Dr. Jules Hirsch, an obesity researcher at Rockefeller University, provided evidence from studies by others that followed thousands of people for years, keeping track of who lost weight, who kept it off, who became ill and who died. Repeatedly, investigators reported that fat people who lost weight and kept it off had more heart disease and a higher death rate than people whose weight never changed.
“It all does tend to indicate that weight loss is not associated with lower mortality but is actually associated with higher mortality,” said Dr. Katherine Flegal, an epidemiologist at the National Center for Health Statistics. But, she and others noted, the limitation of the studies is that they cannot distinguish between people who lost weight because they went on diets and those who lost weight because they became ill.
That, said investigators at the National Institute of Diabetes and Digestive and Kidney Diseases, is why the institute is recruiting 5,000 overweight people with diabetes for its study and asking how weight loss will affect their health. The 12 year study, directed by Dr. Rena Wing at Brown Medical School and Dr. Xavier Pi-Sunyer at St. Luke’s-Roosevelt Hospital in New York, is the largest study on weight loss ever conducted, Dr. Wing said.
“Many studies have demonstrated that short-term weight loss has beneficial effects on risk factors such as high blood pressure and cholesterol,” the institute writes in its description of the study. “However, observational studies have raised concerns about negative effects of weight loss and weight cycling. Some of these studies suggest increased, not decreased, mortality; however, most cannot distinguish voluntary from involuntary weight loss.”
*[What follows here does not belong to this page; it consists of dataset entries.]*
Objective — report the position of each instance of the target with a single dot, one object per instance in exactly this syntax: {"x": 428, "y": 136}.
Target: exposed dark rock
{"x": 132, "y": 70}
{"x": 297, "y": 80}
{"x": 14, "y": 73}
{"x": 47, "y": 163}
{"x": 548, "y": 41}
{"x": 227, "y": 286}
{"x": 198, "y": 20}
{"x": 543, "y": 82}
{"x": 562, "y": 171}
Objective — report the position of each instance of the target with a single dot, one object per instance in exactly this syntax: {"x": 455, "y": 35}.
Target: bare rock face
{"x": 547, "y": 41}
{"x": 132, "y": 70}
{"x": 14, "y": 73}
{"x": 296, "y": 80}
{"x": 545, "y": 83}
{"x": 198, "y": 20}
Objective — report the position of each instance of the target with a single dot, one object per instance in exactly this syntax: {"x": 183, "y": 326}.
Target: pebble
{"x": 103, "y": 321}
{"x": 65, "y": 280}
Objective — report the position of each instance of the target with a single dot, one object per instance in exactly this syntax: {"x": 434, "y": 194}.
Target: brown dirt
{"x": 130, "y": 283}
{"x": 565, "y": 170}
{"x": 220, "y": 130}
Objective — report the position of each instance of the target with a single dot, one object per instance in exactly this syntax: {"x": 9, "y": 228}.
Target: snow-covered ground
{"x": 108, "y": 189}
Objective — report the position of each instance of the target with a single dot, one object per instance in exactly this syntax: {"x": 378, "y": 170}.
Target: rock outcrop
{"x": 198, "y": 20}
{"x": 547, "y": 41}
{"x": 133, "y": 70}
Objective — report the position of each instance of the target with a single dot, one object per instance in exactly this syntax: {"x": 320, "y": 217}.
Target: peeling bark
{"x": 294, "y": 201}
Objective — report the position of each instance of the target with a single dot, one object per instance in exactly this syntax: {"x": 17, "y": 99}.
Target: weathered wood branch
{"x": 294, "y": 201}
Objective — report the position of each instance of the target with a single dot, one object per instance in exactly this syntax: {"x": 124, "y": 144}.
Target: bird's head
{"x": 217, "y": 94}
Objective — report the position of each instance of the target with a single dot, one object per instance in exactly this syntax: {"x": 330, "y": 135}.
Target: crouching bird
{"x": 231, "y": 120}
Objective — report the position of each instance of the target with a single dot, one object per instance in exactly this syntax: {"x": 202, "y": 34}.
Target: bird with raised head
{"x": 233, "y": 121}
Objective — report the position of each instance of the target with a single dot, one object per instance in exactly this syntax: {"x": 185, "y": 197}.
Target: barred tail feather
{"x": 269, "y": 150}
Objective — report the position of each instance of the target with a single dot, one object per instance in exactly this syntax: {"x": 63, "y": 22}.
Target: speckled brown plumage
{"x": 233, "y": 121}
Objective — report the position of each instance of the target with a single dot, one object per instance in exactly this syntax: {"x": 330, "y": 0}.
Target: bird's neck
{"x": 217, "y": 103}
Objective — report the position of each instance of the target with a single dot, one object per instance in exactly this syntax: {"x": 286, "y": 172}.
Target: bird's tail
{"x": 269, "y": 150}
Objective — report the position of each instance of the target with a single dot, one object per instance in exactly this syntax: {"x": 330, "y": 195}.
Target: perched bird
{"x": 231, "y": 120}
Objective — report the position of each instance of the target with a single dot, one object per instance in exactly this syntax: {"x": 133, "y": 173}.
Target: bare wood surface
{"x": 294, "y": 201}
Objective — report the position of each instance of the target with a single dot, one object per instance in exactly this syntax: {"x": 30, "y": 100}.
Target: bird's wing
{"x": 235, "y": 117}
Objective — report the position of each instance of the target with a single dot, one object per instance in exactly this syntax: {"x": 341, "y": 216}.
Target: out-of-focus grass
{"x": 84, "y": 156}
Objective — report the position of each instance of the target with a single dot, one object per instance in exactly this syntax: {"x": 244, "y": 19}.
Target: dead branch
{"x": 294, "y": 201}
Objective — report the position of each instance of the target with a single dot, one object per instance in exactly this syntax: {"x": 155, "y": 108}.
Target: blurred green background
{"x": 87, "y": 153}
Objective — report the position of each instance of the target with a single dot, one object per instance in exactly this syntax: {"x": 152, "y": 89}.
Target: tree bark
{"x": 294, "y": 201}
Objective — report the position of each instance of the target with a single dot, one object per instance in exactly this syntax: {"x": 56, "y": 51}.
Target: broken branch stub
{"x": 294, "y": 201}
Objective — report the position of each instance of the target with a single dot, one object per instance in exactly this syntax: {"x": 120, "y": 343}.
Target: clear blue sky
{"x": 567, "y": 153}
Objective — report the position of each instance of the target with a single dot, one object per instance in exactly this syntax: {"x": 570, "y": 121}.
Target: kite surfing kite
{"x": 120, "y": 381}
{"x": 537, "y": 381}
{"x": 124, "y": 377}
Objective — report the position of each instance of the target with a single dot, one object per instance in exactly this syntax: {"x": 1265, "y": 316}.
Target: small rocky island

Dr. Hirsch said that, in the meantime, he wished the message could get out that truly fat people really are different from people of normal weight. “There is some sort of extraordinary genetic and environmental mix that has programmed people to be set for greater fat storage,” he said. “Of course they overeat. But the significant issue is that they have another illness and the symptom of that is the overeating.”
“A reduced fat person is not a normal person,” Dr. Hirsch said. “If you take two women who both weigh 130 pounds, but one used to weigh 200 pounds and one always weighed 130, they are not the same.”